La polémica se desató tras confirmarse la incorporación de Carlos Arnedo como secretario dentro del gabinete municipal. Arnedo formó parte del equipo de gobierno durante la administración de Alfaro, lo que generó cuestionamientos sobre la coherencia del mensaje político que la actual gestión viene sosteniendo desde su inicio.
El detonante fue una publicación de Toscano en la red social X, donde puso en duda el planteo de renovación impulsado por Chahla. Días antes, la intendenta había expresado: “Dejemos que el pasado nos enseñe lo que no tenemos que hacer”. Frente a esa afirmación, el legislador replicó: “Entonces: el pasado era lo malo y ¿hoy es lo bueno? ¿Cuál Chahla dice la verdad?”, instalando el debate en la agenda pública. El eje de la discusión gira en torno a la construcción de una nueva etapa en la gestión municipal y los límites entre renovación política y continuidad de figuras con experiencia.
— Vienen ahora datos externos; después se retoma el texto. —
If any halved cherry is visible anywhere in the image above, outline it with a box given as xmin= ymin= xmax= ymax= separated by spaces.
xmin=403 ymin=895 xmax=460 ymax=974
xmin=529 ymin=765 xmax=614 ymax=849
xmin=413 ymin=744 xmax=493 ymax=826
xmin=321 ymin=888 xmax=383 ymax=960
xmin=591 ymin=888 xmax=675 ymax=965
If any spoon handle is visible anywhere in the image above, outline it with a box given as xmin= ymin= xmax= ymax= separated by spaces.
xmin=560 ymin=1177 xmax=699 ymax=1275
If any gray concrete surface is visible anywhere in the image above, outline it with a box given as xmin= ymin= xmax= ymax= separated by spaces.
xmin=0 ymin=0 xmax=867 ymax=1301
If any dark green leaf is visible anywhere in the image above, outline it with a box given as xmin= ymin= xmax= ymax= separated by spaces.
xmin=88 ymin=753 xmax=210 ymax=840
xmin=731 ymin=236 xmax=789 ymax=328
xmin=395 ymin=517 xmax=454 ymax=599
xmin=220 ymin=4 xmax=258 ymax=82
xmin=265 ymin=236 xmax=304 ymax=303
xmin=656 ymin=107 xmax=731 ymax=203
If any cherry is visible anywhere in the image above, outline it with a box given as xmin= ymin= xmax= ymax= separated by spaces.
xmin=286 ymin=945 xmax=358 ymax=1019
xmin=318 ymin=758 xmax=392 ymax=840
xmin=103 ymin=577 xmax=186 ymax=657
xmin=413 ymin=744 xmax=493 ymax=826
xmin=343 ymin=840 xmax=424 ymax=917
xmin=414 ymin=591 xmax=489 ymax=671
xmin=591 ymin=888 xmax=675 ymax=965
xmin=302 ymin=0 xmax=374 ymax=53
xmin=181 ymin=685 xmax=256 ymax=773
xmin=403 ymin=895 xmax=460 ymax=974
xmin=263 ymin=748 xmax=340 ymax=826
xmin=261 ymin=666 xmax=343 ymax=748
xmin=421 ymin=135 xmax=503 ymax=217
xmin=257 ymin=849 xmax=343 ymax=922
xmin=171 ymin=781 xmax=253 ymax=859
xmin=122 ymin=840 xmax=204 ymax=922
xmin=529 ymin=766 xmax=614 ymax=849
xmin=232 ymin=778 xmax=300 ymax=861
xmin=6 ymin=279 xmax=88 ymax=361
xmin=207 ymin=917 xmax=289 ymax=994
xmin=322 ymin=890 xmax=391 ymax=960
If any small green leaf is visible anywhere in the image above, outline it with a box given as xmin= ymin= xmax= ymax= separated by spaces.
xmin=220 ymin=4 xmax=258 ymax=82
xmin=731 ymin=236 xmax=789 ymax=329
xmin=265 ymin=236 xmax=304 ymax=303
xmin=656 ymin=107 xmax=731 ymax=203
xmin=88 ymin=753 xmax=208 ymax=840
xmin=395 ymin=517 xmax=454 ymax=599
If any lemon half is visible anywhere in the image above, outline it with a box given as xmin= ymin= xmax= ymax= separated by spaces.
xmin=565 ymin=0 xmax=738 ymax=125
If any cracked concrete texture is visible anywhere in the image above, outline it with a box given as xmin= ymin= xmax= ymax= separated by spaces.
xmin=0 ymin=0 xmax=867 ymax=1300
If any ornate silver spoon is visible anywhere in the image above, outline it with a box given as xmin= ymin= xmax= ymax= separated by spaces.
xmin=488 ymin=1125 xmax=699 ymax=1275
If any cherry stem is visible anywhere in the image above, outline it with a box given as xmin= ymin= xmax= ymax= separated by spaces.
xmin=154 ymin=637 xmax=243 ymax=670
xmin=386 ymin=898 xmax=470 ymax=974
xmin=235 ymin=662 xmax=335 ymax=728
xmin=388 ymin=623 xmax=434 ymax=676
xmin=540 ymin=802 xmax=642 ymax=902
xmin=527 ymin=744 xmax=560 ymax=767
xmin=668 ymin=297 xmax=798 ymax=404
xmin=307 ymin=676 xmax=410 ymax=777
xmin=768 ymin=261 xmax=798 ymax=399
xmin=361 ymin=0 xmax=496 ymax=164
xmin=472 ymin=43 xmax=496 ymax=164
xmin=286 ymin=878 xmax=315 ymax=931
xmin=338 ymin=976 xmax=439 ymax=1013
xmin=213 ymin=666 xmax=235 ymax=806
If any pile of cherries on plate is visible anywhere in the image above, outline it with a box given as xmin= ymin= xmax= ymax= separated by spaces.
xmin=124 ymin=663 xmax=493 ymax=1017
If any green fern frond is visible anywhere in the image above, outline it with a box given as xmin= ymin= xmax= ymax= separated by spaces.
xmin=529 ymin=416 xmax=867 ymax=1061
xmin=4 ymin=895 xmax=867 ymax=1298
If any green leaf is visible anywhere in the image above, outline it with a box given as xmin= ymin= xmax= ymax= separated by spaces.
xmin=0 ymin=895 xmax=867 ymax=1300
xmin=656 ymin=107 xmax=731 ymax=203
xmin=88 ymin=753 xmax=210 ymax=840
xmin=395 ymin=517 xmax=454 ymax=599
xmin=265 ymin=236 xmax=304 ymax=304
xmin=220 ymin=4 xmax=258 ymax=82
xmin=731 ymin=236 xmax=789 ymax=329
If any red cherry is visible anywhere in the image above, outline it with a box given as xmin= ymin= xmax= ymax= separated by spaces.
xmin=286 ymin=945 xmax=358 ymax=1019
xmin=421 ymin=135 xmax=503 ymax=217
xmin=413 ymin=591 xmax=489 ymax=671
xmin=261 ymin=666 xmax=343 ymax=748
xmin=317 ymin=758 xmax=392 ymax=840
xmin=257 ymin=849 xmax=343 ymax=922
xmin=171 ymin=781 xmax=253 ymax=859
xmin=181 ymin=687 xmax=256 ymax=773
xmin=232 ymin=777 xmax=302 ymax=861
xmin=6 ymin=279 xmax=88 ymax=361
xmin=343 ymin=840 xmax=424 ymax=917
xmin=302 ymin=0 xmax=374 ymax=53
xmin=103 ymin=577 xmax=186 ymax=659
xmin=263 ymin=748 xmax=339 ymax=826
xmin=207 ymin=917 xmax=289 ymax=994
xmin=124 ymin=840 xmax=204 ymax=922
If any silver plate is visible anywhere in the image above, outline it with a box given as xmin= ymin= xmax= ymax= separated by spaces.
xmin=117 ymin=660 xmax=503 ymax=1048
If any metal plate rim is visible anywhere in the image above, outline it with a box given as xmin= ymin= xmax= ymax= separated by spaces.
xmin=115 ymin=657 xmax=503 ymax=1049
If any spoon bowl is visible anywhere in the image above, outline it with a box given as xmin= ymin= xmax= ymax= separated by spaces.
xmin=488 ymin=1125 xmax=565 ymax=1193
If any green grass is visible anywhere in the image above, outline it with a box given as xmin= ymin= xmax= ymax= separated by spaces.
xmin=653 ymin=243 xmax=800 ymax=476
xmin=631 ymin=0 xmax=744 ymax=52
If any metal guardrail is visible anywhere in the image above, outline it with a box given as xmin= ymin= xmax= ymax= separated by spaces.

En ese sentido, distintos analistas locales señalan que este tipo de decisiones son habituales en la dinámica política y pueden interpretarse desde dos miradas: como una apertura hacia sectores diversos o como un gesto de pragmatismo que tensiona los discursos de cambio. En su crítica, Toscano hizo hincapié en un concepto central de la vida pública: la coherencia. “En política hay que tener coherencia, que es el puente entre lo que se dice y lo que se hace. Y cuando ese puente se rompe, se debilita la confianza de la gente”, sostuvo.
Hasta el momento, desde el entorno de la intendenta no hubo una respuesta oficial a los cuestionamientos. Sin embargo, el episodio vuelve a poner sobre la mesa una discusión recurrente en la política argentina: el equilibrio entre la renovación dirigencial y la incorporación de experiencia en la gestión pública.